Why 'Self-Sufficiency' is Not a Sufficient Description for Homesteading


| 10/17/2016 9:51:00 AM


Tags: homesteading with children, community homesteading, cooperative living, self sufficiency, Carrie Williams Howe, Vermont,

children pressing resized

“All right,” says my six-year-old, clearly taking charge of today’s operation, “you take this stick and when the crushed apples start to come out of the grinder you scrape them down into the bucket, ok?”  Turning to his other friend, he explains, “You take the apples from that basket and put them into the grinder and I’ll turn the wheel. I might need a little help if it gets stuck.”  The adults sit back and watch with joy at the self-sufficiency of these friends on a beautiful fall day.

A few minutes later, our son is explaining how to press the cider from the crushed apples and yells excitedly, “here it comes!”  He turns to us to request jars so that he can share some fresh cider with his friends. We are happy to oblige. After all, this is why we bought this property, with its overgrown apple trees and grapevines, untamed wild raspberries, and open fields just waiting to be turned into gardens.

Our little homestead was a dream for 10 years before we found it. When the children came along the dream was amplified. Not only did we want to raise most of our own food, we wanted our children to grow up running barefoot around a beautiful property. We wanted them to connect with nature, appreciate its gifts, and grow to love our little corner of the world. Days like this, when our son is literally dripping with joy at what he can do on our land, are the reason we took a risk on buying a property that wasn’t perfect but had the perfect potential.

Homesteading is sometimes described as a journey toward self-sufficiency. To some extent that is true for us — we want to grow our own food instead of buying it at the store and we love the idea of cutting our own firewood for the wood stove in order to decrease our dependence on oil.

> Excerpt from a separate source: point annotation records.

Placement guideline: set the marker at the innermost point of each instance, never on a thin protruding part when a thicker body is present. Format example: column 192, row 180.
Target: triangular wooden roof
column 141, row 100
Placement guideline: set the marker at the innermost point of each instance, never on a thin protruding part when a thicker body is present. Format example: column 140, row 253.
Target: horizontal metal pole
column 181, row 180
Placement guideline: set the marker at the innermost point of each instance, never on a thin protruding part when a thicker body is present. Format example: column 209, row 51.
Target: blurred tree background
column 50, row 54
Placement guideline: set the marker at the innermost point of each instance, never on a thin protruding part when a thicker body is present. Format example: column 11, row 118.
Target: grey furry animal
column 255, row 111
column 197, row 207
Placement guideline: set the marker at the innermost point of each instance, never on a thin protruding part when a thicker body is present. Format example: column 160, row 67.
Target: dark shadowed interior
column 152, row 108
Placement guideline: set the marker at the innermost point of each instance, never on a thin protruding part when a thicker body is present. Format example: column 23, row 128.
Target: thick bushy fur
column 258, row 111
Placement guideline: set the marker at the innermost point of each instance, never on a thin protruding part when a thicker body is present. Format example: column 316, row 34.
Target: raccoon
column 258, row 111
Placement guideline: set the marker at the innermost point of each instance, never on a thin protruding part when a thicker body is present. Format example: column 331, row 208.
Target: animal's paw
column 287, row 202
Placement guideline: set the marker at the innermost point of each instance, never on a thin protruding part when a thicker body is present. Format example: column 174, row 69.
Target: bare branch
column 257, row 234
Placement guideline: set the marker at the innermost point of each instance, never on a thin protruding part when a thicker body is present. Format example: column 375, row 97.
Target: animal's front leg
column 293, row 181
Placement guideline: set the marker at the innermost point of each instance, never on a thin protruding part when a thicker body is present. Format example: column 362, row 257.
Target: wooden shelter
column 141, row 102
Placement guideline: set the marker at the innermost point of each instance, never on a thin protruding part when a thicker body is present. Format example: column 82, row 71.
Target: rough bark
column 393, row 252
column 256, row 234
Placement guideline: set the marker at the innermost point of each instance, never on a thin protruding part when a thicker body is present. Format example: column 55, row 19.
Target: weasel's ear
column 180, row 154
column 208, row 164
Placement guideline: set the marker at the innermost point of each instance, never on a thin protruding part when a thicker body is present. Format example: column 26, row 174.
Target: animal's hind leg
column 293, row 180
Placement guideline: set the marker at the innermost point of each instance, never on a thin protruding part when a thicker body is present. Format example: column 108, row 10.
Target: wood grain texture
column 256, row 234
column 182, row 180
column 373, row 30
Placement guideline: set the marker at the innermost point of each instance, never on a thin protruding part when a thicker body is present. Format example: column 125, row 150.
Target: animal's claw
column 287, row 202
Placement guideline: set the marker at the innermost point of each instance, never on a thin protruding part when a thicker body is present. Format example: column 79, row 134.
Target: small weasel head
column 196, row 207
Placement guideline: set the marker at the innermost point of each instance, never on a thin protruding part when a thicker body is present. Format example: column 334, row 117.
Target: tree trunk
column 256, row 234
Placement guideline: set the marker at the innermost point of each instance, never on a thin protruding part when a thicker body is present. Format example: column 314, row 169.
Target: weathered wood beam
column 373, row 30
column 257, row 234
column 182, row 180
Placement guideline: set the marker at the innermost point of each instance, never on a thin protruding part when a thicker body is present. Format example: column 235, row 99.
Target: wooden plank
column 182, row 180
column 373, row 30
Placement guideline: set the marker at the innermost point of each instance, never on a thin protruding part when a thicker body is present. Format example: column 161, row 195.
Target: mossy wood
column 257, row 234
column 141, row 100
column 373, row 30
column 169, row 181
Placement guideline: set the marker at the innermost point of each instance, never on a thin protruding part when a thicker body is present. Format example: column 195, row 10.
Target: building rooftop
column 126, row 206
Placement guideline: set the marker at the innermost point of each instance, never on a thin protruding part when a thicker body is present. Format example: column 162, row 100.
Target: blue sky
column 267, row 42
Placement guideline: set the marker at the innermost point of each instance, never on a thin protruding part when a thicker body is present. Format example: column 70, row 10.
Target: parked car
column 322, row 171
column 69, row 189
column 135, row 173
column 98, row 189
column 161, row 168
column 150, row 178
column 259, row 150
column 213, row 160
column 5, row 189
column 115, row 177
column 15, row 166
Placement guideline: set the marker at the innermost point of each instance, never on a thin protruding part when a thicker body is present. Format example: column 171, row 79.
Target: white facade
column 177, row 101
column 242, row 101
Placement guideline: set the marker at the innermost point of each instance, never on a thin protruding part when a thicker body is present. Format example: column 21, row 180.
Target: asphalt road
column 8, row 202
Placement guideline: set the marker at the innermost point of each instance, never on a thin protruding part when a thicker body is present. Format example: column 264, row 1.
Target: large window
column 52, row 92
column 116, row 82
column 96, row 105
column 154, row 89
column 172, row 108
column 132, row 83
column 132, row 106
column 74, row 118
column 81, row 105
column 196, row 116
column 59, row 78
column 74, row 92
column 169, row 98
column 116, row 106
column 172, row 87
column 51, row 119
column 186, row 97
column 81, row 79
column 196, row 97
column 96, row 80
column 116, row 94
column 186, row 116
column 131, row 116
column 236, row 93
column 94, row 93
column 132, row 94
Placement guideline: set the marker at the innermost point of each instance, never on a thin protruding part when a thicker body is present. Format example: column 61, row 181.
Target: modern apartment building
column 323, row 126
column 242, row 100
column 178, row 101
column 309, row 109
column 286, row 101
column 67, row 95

But in so many other ways, self-sufficiency seems an ill-fitting word for our pursuit.

Self-sufficiency somehow entails that a person or a family could live on their own without interaction with others — that we could stay on our homestead and ignore the outside world. To be certain, there are some for whom this is the very purpose of a homestead — hunkering down in anticipation of a coming apocalypse. But this is not our purpose.